Rules of the Stars: Elite Dangerous Permadeath Survival Rules

Rules of the Stars: Elite Dangerous Permadeath Survival Setup

Elite Dangerous doesn’t have a built-in permadeath mode. But that’s never stopped me before. Welcome to the Rules of the Stars — my custom setup for surviving (or not surviving) the Milky Way, one exploded ship at a time.


1. Live Servers Only

No Solo mode. No hiding. The galaxy is dangerous because of both NPCs and other commanders. If someone wants to pirate me for four tonnes of biowaste, so be it.

2. Survivor’s Permadeath Rule

Every ship matters. If the ship I’m piloting is destroyed, that vessel is permanently gone — no insurance rebuys allowed. If I own another ship, I can continue the diary from there.
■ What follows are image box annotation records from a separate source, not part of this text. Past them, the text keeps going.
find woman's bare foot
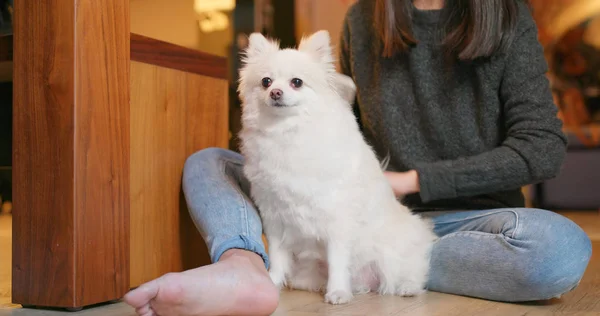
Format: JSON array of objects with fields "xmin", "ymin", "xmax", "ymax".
[{"xmin": 125, "ymin": 249, "xmax": 279, "ymax": 316}]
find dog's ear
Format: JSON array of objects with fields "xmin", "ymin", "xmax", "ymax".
[
  {"xmin": 246, "ymin": 32, "xmax": 279, "ymax": 59},
  {"xmin": 298, "ymin": 31, "xmax": 334, "ymax": 65}
]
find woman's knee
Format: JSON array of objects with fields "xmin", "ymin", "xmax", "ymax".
[
  {"xmin": 183, "ymin": 147, "xmax": 242, "ymax": 176},
  {"xmin": 514, "ymin": 210, "xmax": 592, "ymax": 300}
]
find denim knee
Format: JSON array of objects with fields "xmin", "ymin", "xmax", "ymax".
[
  {"xmin": 513, "ymin": 210, "xmax": 592, "ymax": 300},
  {"xmin": 183, "ymin": 147, "xmax": 243, "ymax": 178}
]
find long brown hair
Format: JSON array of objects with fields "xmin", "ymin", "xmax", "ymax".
[{"xmin": 375, "ymin": 0, "xmax": 527, "ymax": 60}]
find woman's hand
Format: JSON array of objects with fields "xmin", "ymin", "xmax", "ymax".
[{"xmin": 384, "ymin": 170, "xmax": 420, "ymax": 196}]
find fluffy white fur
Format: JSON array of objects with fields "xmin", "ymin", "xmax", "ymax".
[{"xmin": 239, "ymin": 31, "xmax": 435, "ymax": 304}]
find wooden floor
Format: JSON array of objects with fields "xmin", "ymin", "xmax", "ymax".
[{"xmin": 0, "ymin": 212, "xmax": 600, "ymax": 316}]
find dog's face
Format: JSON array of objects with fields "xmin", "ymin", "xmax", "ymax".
[{"xmin": 239, "ymin": 31, "xmax": 336, "ymax": 115}]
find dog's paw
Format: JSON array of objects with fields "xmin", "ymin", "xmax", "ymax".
[
  {"xmin": 325, "ymin": 290, "xmax": 352, "ymax": 305},
  {"xmin": 269, "ymin": 272, "xmax": 286, "ymax": 290}
]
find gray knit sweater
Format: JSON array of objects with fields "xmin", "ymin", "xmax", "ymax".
[{"xmin": 340, "ymin": 0, "xmax": 566, "ymax": 210}]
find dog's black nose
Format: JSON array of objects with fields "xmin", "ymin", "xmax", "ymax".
[{"xmin": 271, "ymin": 89, "xmax": 283, "ymax": 100}]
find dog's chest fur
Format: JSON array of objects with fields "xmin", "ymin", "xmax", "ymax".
[{"xmin": 242, "ymin": 115, "xmax": 357, "ymax": 239}]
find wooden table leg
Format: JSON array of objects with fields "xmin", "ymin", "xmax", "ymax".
[{"xmin": 12, "ymin": 0, "xmax": 130, "ymax": 308}]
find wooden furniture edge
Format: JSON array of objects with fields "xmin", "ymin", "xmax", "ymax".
[
  {"xmin": 131, "ymin": 33, "xmax": 228, "ymax": 79},
  {"xmin": 0, "ymin": 34, "xmax": 13, "ymax": 62}
]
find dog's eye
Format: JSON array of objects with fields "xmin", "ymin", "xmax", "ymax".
[
  {"xmin": 262, "ymin": 77, "xmax": 273, "ymax": 88},
  {"xmin": 292, "ymin": 78, "xmax": 303, "ymax": 88}
]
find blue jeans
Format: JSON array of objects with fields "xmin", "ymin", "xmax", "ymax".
[{"xmin": 183, "ymin": 148, "xmax": 592, "ymax": 302}]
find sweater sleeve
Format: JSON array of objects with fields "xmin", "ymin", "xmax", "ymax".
[
  {"xmin": 415, "ymin": 11, "xmax": 566, "ymax": 202},
  {"xmin": 338, "ymin": 16, "xmax": 363, "ymax": 130}
]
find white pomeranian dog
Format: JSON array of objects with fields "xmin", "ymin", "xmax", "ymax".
[{"xmin": 239, "ymin": 31, "xmax": 436, "ymax": 304}]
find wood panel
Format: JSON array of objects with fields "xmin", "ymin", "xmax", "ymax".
[
  {"xmin": 131, "ymin": 34, "xmax": 227, "ymax": 79},
  {"xmin": 131, "ymin": 60, "xmax": 228, "ymax": 287},
  {"xmin": 12, "ymin": 0, "xmax": 130, "ymax": 307}
]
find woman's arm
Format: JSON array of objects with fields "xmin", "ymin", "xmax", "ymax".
[{"xmin": 415, "ymin": 14, "xmax": 566, "ymax": 202}]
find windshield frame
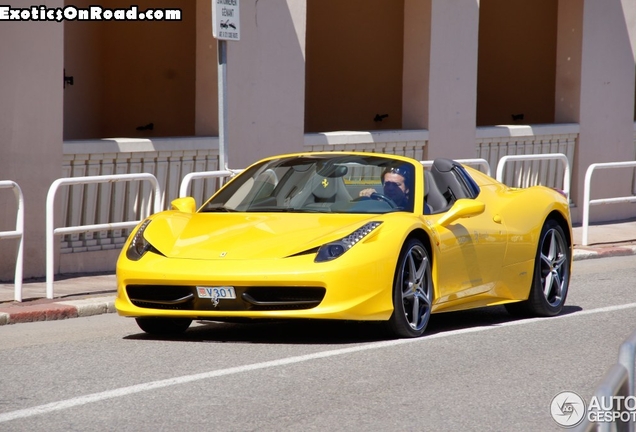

But if it was my only ship? That’s it. True Game Over, commander lost.

This keeps the tension high: every trip could kill not just a ship, but potentially the whole run.

3. The Ship Graveyard

Every lost ship gets recorded — name, cause of death, and lifespan — and ceremonially mocked in the diary. Think of it as the cosmic equivalent of my blog’s Graveyard, but for unlucky spaceships.

4. Fragile Commander Rule (Odyssey Only)

Once Odyssey comes into play, on-foot survival matters too. If my commander suffocates, gets shot, or otherwise faceplants into permadeath territory, all gear is considered lost. A new suit must be purchased, and the diary will note the “clone replacement.”

5. No Reloads, No Do-Overs

What happens in a session stays. Docking crashes, pirate ambushes, fuel starvation — if it kills me, it counts. The rebuy screen is ignored, and the diary moves on with whatever chaos remains.

6. The Naming Convention Rule

Every ship and SRV must have a name, and the name must reflect its role, my misplaced confidence, or the disaster waiting to happen. Disposable Mistake, Rock Biter, Cargo Cult — all fair game. If a ship dies, its replacement earns either a new moniker or a “Mk. II” tag of shame.

7. Endgame Condition

Survival continues until one of two fates:

  • I achieve a long-term milestone (Colonia, Sagittarius A*, etc.), proving that chaos can travel far.
  • Or I lose everything — all ships, all credits, all hope. True permadeath, diary closed.

Why Play This Way?

Because Elite Dangerous is a survival game hiding inside a space sim. Without consequences, a Sidewinder crash is just a shrug and a rebuy. With these rules, every undock, every fuel scoop, and every pirate encounter is a life-or-death diary entry. And honestly? That’s far more fun.